マルセイユ酒井が挑む“万能DF”への進化 伊代表FWバロテッリとの共闘で得られる経験値

マルセイユのDF酒井宏樹【写真:Getty Images】
マルセイユのDF酒井宏樹【写真:Getty Images】

バロテッリの古巣ニース戦でゴールの起点に… アジア杯から復帰後チームは無敗

 マルセイユの日本代表DF酒井宏樹は、現地時間10日に行われたリーグ・アン第28節ニース戦(1-0)でイタリア代表FWマリオ・バロテッリの決勝ゴールの起点となった。世界的なストライカーと日々の練習から対峙することで、「瞬時のスピードや何を考えているのかという経験」を得られているという。

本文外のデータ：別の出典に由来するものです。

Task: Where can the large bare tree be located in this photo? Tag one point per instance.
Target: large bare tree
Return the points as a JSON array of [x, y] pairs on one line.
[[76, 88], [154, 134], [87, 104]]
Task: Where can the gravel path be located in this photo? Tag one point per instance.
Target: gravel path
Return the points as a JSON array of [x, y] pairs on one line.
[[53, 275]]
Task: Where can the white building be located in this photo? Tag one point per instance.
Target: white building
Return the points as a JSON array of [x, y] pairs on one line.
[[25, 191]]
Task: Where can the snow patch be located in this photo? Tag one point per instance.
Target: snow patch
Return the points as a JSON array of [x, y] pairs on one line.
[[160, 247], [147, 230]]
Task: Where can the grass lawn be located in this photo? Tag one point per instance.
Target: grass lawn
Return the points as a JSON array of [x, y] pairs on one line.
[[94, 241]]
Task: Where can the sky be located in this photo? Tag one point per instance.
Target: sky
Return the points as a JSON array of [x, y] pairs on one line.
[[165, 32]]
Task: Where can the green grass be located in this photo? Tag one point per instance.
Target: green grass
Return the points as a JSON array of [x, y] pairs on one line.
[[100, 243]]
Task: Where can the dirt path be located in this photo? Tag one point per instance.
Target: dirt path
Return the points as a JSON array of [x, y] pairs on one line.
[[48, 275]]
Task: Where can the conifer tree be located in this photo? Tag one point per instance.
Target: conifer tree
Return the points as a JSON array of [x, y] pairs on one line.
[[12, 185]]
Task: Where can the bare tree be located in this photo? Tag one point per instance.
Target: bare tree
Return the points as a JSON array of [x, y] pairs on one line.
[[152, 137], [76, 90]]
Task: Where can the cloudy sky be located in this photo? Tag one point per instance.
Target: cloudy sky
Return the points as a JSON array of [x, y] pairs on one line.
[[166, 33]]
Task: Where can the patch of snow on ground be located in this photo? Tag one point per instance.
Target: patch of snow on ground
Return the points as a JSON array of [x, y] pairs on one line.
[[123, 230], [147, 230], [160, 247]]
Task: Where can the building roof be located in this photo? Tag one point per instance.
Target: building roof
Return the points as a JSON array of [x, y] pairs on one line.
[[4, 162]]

 マルセイユ3年目を迎えた酒井の定位置は、本来右サイドバック(SB)だ。しかし、ニース戦の後半16分は左サイドを突破すると、アルゼンチン人MFルーカス・オカンポスにマイナスのパス。これをオカンポスがファーポスト付近に上げて、バロテッリの決勝ヘディング弾を引き出した。ゴールシーンの前にも、酒井とオカンポスのワンツーから惜しいシュートチャンスがあり、左サイドを担当することも多くなったなかで、フランス代表FWフロリアン・トバンと右サイドで築いた絶妙なコンビネーションを、左のオカンポスとも構築している。

 右SBが定位置だったはずの酒井だが、「もう僕のポジションはないようなものですから(笑)」と話すように、昨季からディフェンスのマルチプレーヤー化が顕著だ。ニース戦もキックオフは左のセンターバックでスタートし、相手が4バックに戻したのに合わせて4バックの左SBにスイッチ。ミッドフィールダーの位置まで上がって“3枚目のボランチ”的な役割を任された時間帯もあった。

「左CBと左SBを分けるのはもう全然大丈夫。瞬時に判断できる反面、たまにボランチの3枚目に入れ、と言われる。それは戸惑いましたけど、いい経験になりました」

 しかし外から見ている者には、そんな「戸惑い」などまったく感じられないほど、瞬時の戦術変更への対応は実にスムーズだ。